M. Lafleur lui-même.

Et tous les fervents de la boxe.

Tout le monde, à commencer par M. Lafleur, était irrité du résultat du combat. Celui-ci s’en voulait d’avoir si follement agi, de ne pas avoir montré plus de jugement. Biron était très mécontent et se demandait s’il ne devait pas rompre avec M. Lafleur. Le boxeur Brisebois était furieux de l’intervention si inopportune de son gérant. Le public condamnait sans ménagement et l’arbitre et M. Lafleur. Mais c’était la famille de ce dernier qui était le plus en rage. Le fils Lafleur qui, à l’insu de son père, avait assisté à la séance et qui avait été témoin de ce qui s’était passé, demanda le lendemain au déjeuner, en feignant l’ignorance :

— Ça été un succès, hier soir ?

— Non, répondit laconiquement M. Lafleur, flairant l’ironie dans cette question.

— Mais, mon pauvre ami, veux-tu me dire pourquoi tu te mêles de faire du sport si tu ne connais pas les règlements ou si tu n’es pas capable de les observer ? interrogea Mme Lafleur en regardant son mari avec pitié.
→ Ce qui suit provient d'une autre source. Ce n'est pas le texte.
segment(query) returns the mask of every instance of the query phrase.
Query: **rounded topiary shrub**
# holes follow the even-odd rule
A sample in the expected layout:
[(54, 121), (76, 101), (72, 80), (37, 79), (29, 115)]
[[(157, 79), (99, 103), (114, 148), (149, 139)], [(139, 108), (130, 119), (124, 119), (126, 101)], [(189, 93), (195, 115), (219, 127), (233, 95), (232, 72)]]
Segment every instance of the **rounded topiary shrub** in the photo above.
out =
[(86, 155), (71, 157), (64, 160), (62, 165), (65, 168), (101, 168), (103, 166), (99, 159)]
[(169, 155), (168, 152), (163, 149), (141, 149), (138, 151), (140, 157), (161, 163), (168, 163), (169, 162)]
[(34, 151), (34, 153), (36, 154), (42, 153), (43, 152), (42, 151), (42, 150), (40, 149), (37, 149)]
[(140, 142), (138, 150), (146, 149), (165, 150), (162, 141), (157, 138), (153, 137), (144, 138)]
Descends donc des nuages. Tâche de comprendre que tu es sur la terre.

Il y avait de la poudre dans l’air et M. Lafleur demeura muet.

Elle revenait à la charge le lendemain.

— Réveille-toi donc une bonne fois. Sors de tes rêves Des rêves, ça ne donne pas à manger.

— Oui, mais un jour, quand mon homme sera champion, tu pourras aller dans les plus grands magasins de Montréal et de New-York et acheter tout ce qui te plaira.

Et il le croyait fermement.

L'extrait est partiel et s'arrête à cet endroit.